The board also approved a real estate contract for the purchase of 69 acres for a second high school and a seventh elementary school, for $2.9 million, and passed the second of three resolutions needed to get the bond issue on the ballot.
"It's pretty much a two-for-one deal, with their $55 million" and the $56.3 million in local matching funds, commented Buildings and Grounds Manager Ron Strussion.
The agreement with the facilities commission was passed at a special meeting because the documents were not ready at the last regular meeting, and the board faced a Nov. 9 deadline for the signing the contract.
Taking no chances, board President Cheryl Max requested that three copies of the agreement be signed and delivered by hand by Superintendent Richard Ross, Treasurer Mitch Biederman and Strussion.
The package, in addition to the new high school and elementary buildings, includes renovations and/or additions to French Run, Herbert Mills and Rose Hill elementary schools and renovations to Taylor Road Elementary, the current high school and Baldwin Road Junior High School.
The district has already completed renovations at Hannah Ashton Middle School and the construction of Slate Ridge Elementary and Waggoner Road Junior High, as part of a facilities plan adopted in 2001 and revised in May of this year.
Ross expects that the millage amount needed to raise the $56.3 million in local funds will be around 4.99 mills, the same amount voters turned down in 2006.
That dollar amount includes $32.9 million for the local share of construction, an estimated $16 million for athletic facilities, parking and other additions, and a $7.3 million contingency for inflation.
With the board's vote, the school facilities package will now go to the state Controlling Board for final approval.
Obtaining voter approval will be only the first hurdle in completing the ambitious project, the superintendent noted.
"The timing of this is going to be hugely problematic," he told the board, as the district accommodates students during the renovation process.

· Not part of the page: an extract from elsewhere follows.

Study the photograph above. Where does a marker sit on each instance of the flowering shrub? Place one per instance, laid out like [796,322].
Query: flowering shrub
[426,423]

Money to purchase modular classrooms is included in the agreement.
Ross, who leaves office Dec. 31, anticipates a timeline of two to three years until completion, with the new buildings being finished first.
Those buildings would be located on the property on the east side of Summit Road, and south of Refugee Road in Etna Township, Licking County.
The superintendent anticipates that the district will use all of that acreage, and that part of it could be reserved for a joint project to construct a recreation center, proposed by the YMCA, which he recommended that the board consider.
The board has a Dec. 14 deadline to submit the bond issue to the board of elections, after the county auditor certifies the millage amount.
The board is also considering names of residents to head the levy campaign committee.